Wrong — service orchestrates the entire business flow:
class OrderService {
// BAD: service is orchestrating — checking inventory, charging payment,
// creating order, and sending notifications. This is controller's job.
async createOrder(dto: CreateOrderDto) {
const inventory = await this.inventoryRepo.check(dto.items);
if (!inventory.available) throw new ConflictException('Out of stock');
const payment = await this.paymentGateway.charge(dto.amount);
const order = await this.orderRepo.create({ ...dto, paymentId: payment.id });
await this.notificationService.send(order); // BAD: service calling service
return order;
}
}
Correct — each service owns its domain logic, controller orchestrates the flow:
class OrderService {
// Service owns order-specific business logic
async create(items: Item[], paymentId: string): Promise<Order> {
const totalAmount = items.reduce((sum, i) => sum + i.price * i.quantity, 0);
const order = Order.build({ items, paymentId, totalAmount, status: 'created' });
return this.orderRepo.save(order);
}
}
class InventoryService {
// Service owns inventory-specific business logic
async reserve(items: Item[]): Promise<ReservationResult> {
const availability = await this.inventoryRepo.checkBatch(items);
const unavailable = items.filter((i) => !availability.has(i.sku));
if (unavailable.length) return { success: false, unavailable };
await this.inventoryRepo.reserveBatch(items);
return { success: true, unavailable: [] };
}
}
class PaymentService {
async charge(amount: number, method: PaymentMethod): Promise<PaymentResult> {
return this.paymentGateway.process(amount, method);
}
}
// Controller orchestrates services to implement the business flow
class OrderController {
async createOrder(req: Request, res: Response) {
const reservation = await this.inventoryService.reserve(req.body.items);
if (!reservation.success) return res.conflict({ unavailable: reservation.unavailable });
const payment = await this.paymentService.charge(req.body.amount, req.body.method);
if (!payment.success) return res.paymentRequired('Payment failed');
const order = await this.orderService.create(req.body.items, payment.id);
await this.notificationService.notify(req.user, order);
return res.created(order);
}
}
If a controller method grows too long (30-40+ lines), extract it into a use case or workflow.
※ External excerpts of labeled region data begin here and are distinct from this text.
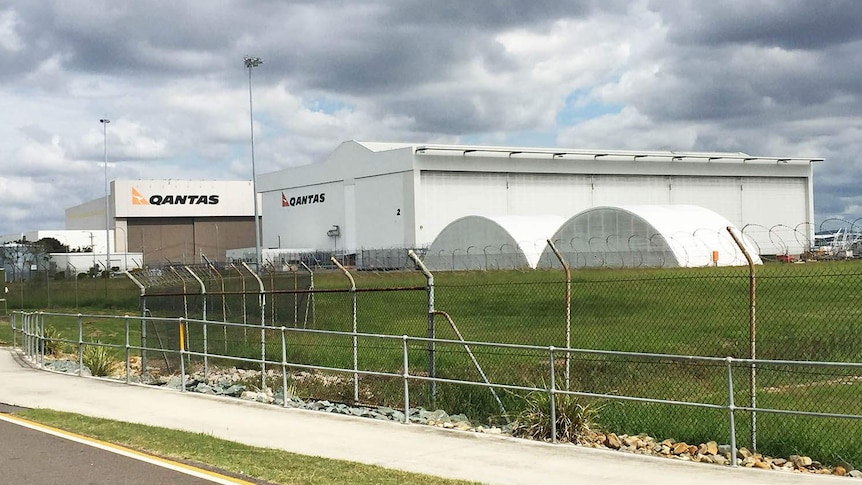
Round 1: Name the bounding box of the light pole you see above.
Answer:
[243,56,263,273]
[99,118,111,280]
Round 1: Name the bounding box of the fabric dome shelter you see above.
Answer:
[538,205,762,268]
[423,215,565,271]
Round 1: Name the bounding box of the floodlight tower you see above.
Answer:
[99,118,111,282]
[243,56,263,273]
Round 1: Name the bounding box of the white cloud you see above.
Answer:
[0,9,24,52]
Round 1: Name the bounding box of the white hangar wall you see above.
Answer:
[66,180,260,266]
[258,141,820,254]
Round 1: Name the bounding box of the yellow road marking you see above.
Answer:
[0,414,255,485]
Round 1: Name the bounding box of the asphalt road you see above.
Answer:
[0,405,250,485]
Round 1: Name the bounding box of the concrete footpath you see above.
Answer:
[0,347,862,485]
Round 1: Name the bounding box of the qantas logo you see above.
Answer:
[132,187,150,205]
[132,187,218,205]
[281,192,326,207]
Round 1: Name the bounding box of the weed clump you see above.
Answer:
[510,391,602,443]
[82,342,117,377]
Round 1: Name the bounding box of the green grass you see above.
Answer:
[17,409,480,485]
[10,261,862,466]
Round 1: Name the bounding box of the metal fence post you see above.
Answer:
[9,312,18,349]
[281,325,287,407]
[36,312,45,367]
[330,256,359,402]
[727,227,757,450]
[407,249,437,403]
[547,239,572,391]
[299,261,317,328]
[123,315,132,384]
[124,270,147,375]
[177,317,186,392]
[548,345,557,443]
[401,335,410,424]
[78,313,84,377]
[242,261,266,390]
[725,357,736,466]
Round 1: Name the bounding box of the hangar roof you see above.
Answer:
[257,140,823,192]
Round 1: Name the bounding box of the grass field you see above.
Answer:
[5,261,862,466]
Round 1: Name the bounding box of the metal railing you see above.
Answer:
[10,311,862,466]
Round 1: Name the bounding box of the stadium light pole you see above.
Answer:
[243,56,263,273]
[99,118,111,282]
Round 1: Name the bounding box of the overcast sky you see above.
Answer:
[0,0,862,234]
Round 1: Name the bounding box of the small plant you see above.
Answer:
[83,342,117,377]
[512,391,601,443]
[43,325,65,355]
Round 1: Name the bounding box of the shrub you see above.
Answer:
[43,326,66,355]
[82,342,117,377]
[512,391,601,443]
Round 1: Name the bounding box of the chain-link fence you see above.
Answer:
[11,221,862,465]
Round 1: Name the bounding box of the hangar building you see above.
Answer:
[66,180,260,266]
[258,141,822,264]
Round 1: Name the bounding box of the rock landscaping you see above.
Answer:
[38,360,862,478]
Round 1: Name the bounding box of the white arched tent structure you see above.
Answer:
[423,216,565,271]
[538,205,761,268]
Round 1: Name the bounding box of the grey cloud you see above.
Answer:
[652,0,862,49]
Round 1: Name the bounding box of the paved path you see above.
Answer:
[0,416,240,485]
[0,348,855,485]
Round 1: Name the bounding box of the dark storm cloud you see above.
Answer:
[652,0,862,49]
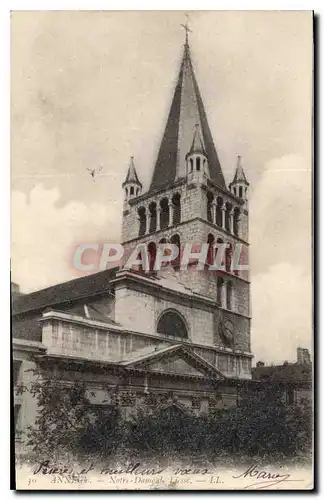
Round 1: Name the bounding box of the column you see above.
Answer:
[156,205,161,231]
[221,205,226,229]
[169,200,173,227]
[145,209,151,234]
[212,200,216,224]
[230,210,234,234]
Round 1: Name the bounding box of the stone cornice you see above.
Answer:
[122,217,250,246]
[112,271,251,320]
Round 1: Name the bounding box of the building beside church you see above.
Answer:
[12,34,253,446]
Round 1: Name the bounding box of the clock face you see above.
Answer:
[219,319,234,344]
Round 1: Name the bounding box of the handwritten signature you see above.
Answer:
[232,464,302,490]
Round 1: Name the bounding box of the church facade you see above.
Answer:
[12,35,253,444]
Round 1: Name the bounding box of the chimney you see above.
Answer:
[297,347,311,365]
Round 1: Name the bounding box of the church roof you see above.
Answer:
[231,155,249,185]
[149,42,226,191]
[123,156,142,186]
[190,124,206,154]
[12,267,119,315]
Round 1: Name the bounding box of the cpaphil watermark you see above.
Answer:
[72,242,249,273]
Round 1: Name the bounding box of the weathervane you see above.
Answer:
[181,14,192,45]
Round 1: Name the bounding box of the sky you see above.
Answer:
[11,11,312,363]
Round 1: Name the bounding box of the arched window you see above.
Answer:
[147,241,156,271]
[226,281,233,310]
[207,191,214,222]
[157,310,188,338]
[160,198,169,229]
[149,202,156,233]
[225,203,232,231]
[138,207,146,236]
[172,193,181,226]
[170,234,181,269]
[159,238,169,267]
[216,196,223,227]
[206,234,215,266]
[215,238,224,267]
[225,244,233,273]
[233,208,240,236]
[217,276,224,306]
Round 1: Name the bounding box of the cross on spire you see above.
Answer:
[181,14,192,45]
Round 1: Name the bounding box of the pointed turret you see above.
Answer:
[123,156,143,201]
[149,36,226,192]
[229,155,249,200]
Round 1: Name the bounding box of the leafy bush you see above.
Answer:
[19,374,312,459]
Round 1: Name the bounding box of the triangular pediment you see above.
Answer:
[127,345,225,379]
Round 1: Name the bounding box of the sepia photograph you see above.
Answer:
[10,10,314,491]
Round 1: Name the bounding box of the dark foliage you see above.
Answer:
[21,373,312,459]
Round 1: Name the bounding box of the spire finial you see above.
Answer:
[181,14,192,47]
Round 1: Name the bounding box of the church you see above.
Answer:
[12,36,253,442]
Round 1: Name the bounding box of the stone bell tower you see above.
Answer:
[119,31,251,378]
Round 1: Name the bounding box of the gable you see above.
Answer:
[146,356,206,376]
[127,345,225,379]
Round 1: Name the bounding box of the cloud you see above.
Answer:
[12,184,122,293]
[249,155,312,275]
[252,262,312,363]
[250,155,312,362]
[12,155,312,362]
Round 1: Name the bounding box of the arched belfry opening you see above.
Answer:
[156,309,188,338]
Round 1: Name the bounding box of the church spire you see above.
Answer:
[189,123,206,155]
[149,36,226,192]
[229,155,249,200]
[123,156,143,201]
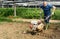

A use case is an orchestration layer — it composes services to fulfill a specific business flow, just like a controller does, but as a standalone unit.
// Use case: orchestration extracted from controller
class CreateOrderUseCase {
async execute(input: CreateOrderInput): Promise<Order> {
const reservation = await this.inventoryService.reserve(input.items);
if (!reservation.success) throw new ConflictException('Out of stock');
const payment = await this.paymentService.charge(input.amount, input.method);
if (!payment.success) throw new PaymentRequiredException('Payment failed');
const order = await this.orderService.create(input.items, payment.id);
await this.notificationService.notify(input.userId, order);
return order;
}
}
// Controller becomes a thin HTTP adapter
class OrderController {
async createOrder(req: Request, res: Response) {
const order = await this.createOrderUseCase.execute(req.body);
return res.created(order);
}
}
DDD is a design philosophy centered on the business domain — not a pattern, but a way of thinking.
Core idea:
Structure software to reflect real business rules, not around databases or frameworks.
The more items you match, the more DDD (at least lightweight) is worth adopting:
| Scale | Strategy |
|---|---|
| Small | Layered Architecture + Controller/Service/Repository, modularize as needed |
| Medium | Lightweight DDD — introduce Entity/Value Object, move core rules into Domain Model |
| Large / High complexity | Full DDD — Bounded Context, Aggregate, Domain Event, paired with Clean/Hexagonal Architecture |
DDD addresses business complexity, not role count or folder structure. Without business complexity, DDD only adds development cost.